LAWS(ALL)-1954-1-44

PIAREY LAL Vs. STATE THROUGH SHIVA BALAK

Decided On January 07, 1954
PIAREY LAL Appellant
V/S
State Through Shiva Balak Respondents

JUDGEMENT

(1.) This is an application under Article 227 of the Constitution and Sec. 561 -A of the Code of Criminal Procedure wherein the petitioner prays that the order passed by the Panchayati Adalat convicting the applicant under Sec. 379 of the Indian Penal Code and sentencing him to a fine of Rs. 25/ - be set aside. Sheo Balak opposite -party made a report to the police complaining that the applicant had attempted to steal away a lota belonging to the opposite party when he was caught red -handed. A case was registered and it was then entrusted to the Panchayati Adalat as the case was within the cognizance of the Panchayati Adalat. The sarpanch constituted a Panchayat of five persons and started proceedings. After some hearings in the case Mata Prasad and Satrohon, two of the five Panches made an application to the sarpanch to the effect that Sheo Balak had made allegations against them and they would not like to be on the Panchayat. They also mentioned in the application that in case the sarpanch agreed to drop them out they should be informed. No action was taken on this application and the Panchayat went on with the case. Ultimately the applicant was found guilty and was sentenced to a fine of Rs. 25/ - on the 16th August, 1952. The applicant then went in revision to the Sub -Divisional Magistrate but the application for revision was dismissed. He then made the present application under Article 227 of the Constitution and Sec. 561A of the Code of Criminal Procedure.

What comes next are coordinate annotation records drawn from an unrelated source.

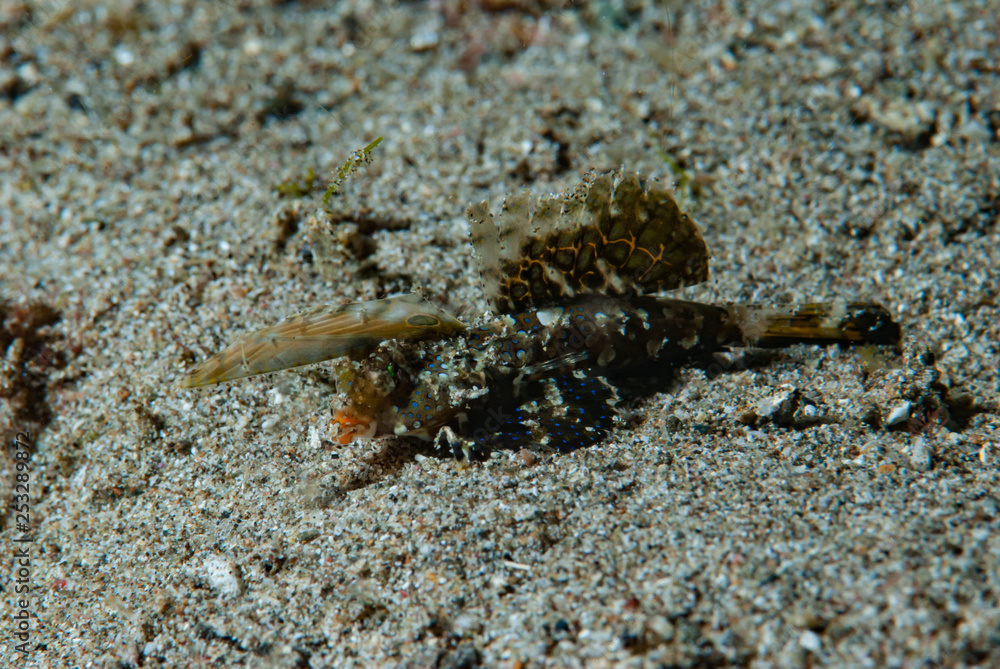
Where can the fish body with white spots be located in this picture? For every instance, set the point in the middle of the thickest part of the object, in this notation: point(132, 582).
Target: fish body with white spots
point(576, 283)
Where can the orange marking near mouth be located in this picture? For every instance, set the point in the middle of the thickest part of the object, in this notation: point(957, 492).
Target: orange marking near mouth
point(350, 426)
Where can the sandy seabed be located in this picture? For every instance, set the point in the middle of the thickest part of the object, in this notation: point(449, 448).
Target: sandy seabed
point(156, 202)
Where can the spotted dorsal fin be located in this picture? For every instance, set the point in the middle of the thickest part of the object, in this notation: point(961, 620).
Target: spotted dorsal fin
point(608, 235)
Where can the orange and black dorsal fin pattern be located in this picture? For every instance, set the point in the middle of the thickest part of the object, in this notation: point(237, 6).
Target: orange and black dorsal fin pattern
point(610, 235)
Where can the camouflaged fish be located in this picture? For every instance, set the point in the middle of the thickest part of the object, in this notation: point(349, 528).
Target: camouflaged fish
point(575, 281)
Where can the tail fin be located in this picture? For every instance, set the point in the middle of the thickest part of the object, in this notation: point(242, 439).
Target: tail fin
point(850, 324)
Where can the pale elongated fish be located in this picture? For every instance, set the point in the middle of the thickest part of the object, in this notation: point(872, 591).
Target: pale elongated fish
point(575, 281)
point(323, 333)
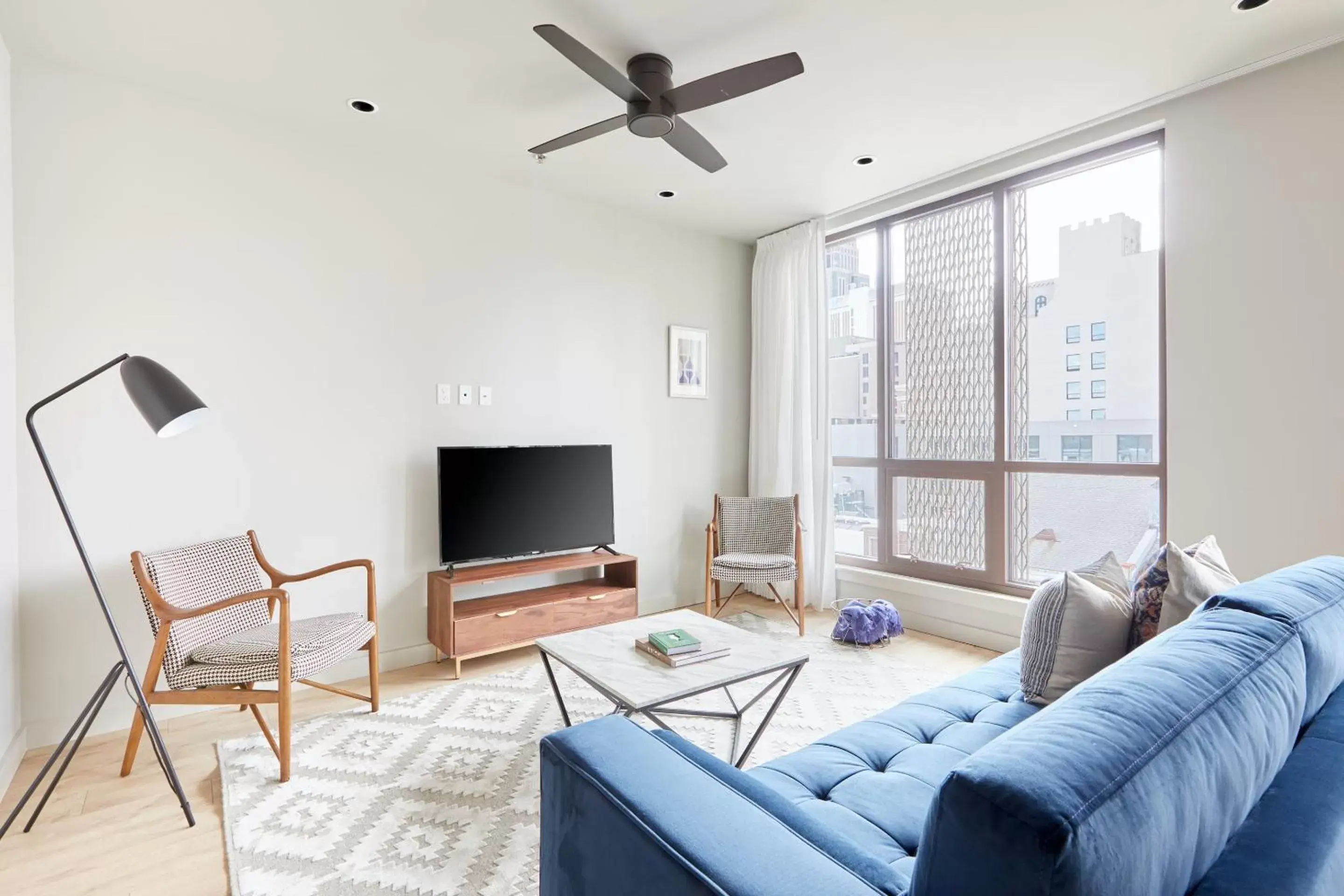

(2.) The first point which has been pressed on behalf of the applicant is that the Panchayat was not duly constituted as two of the panches had signified to the sarpanch their unwillingness to act on the Panchayat. The Panchayat was constituted on the 28th July, 1951, and there were four or five hearings before the application, by Mata Prasad and Satrohan referred to above, was made No, objection to the constitution of the Panchayat was raised by the applicant or by the complainant. Under Rule 84 -D framed under the Panchayat Raj Act it is open to any party to a case, suit or proceeding before a village Panchayat to make an objection about the personel of a Bench constituted for the hearing of the case but such an objection shall be made before the commencement of the hearings. Admittedly no objection was raised by either party to the personnel or to the constitution of the Bench before the hearing started. The learned Counsel for the applicant has not been able to show any provision of law under which it was open to the panches to resign from the Panchayat. But even if such a course of conduct be deemed to be open to a panch, the application made on the 12th September, by Mata Prasad and Satrohan did not submit to a clear and unequivocal resignation from the Panchayat. All that the application shows is that the two panches were unwilling to act in the Panchayat in view of the allegations made by Sheo Balak against them. They had, however, mentioned in the application that they would await the order of the sarpanch. If no orders were made by the sarpanch they would be deemed to have continued as members of the Panchayat There is thus no force in the contention that the Panchayat was not duly constituted.

(3.) The next point which has been urged on behalf of the applicant is that all the panches were not present at all the proceedings and did not subscribe to the judgment delivered by the panches. Reliance has been placed on a ruling of this Court in Tajjmul v/s. Mohd. Ismail : 1952 A.W.R. (H.C.) 352. in which it was held that Rule 100 framed under the Panchayat Raj Act required the presence of the panches at all stages of the proceedings. Evidently the amendment made to the Panchayat Raj Act by the addition of a new Sec. 77A was not brought to the notice of the learned Judge at the time when the case referred to above was decided. The case was decided on the 12th June, 1952, and the amendment came into effect on the 2nd June and presumably the amendment did not come to the notice of the counsel for parties or the learned Judge at the time when the case was heard. After the addition of Sec. 77 -A to the Panchayat Raj Act it would no longer be open to a party to question the proceedings before the Panchayati Adalat on the ground that one or two of the panches were not present at all the stages of the proceedings. A perusal of Sec. 77 -A shows that it is open to the panches present at the time of the hearing to proceed with the case provided there were at least three panches present and the Chairman was one of them. It has been argued that even though all the panches may not be present at all the hearings, all of them ought to join in delivery of judgment. I am unable to agree with this contention. If one or two of the panches were not present at the hearings it could not be expected that they would join in the delivery of the judgment. The words used in Sec. 77 -A are "If any panches appointed to a Bench constituted under Sec. 49 for the trial of a case, suit or proceeding is absent at any hearing, the remaining panches may, notwithstanding anything contained in this Act, try the case, suit or proceeding provided, however, that at least three panches, including the chairman are present and provided further that at least one of the panches present is able to record evidence and proceedings". Retrospective effect has been given to this amendment. The words "try the case" include delivery of judgment also and if three panches, including the sarpanch, have been present at all the hearings and have signed the judgment, the judgment cannot be assailed on that ground.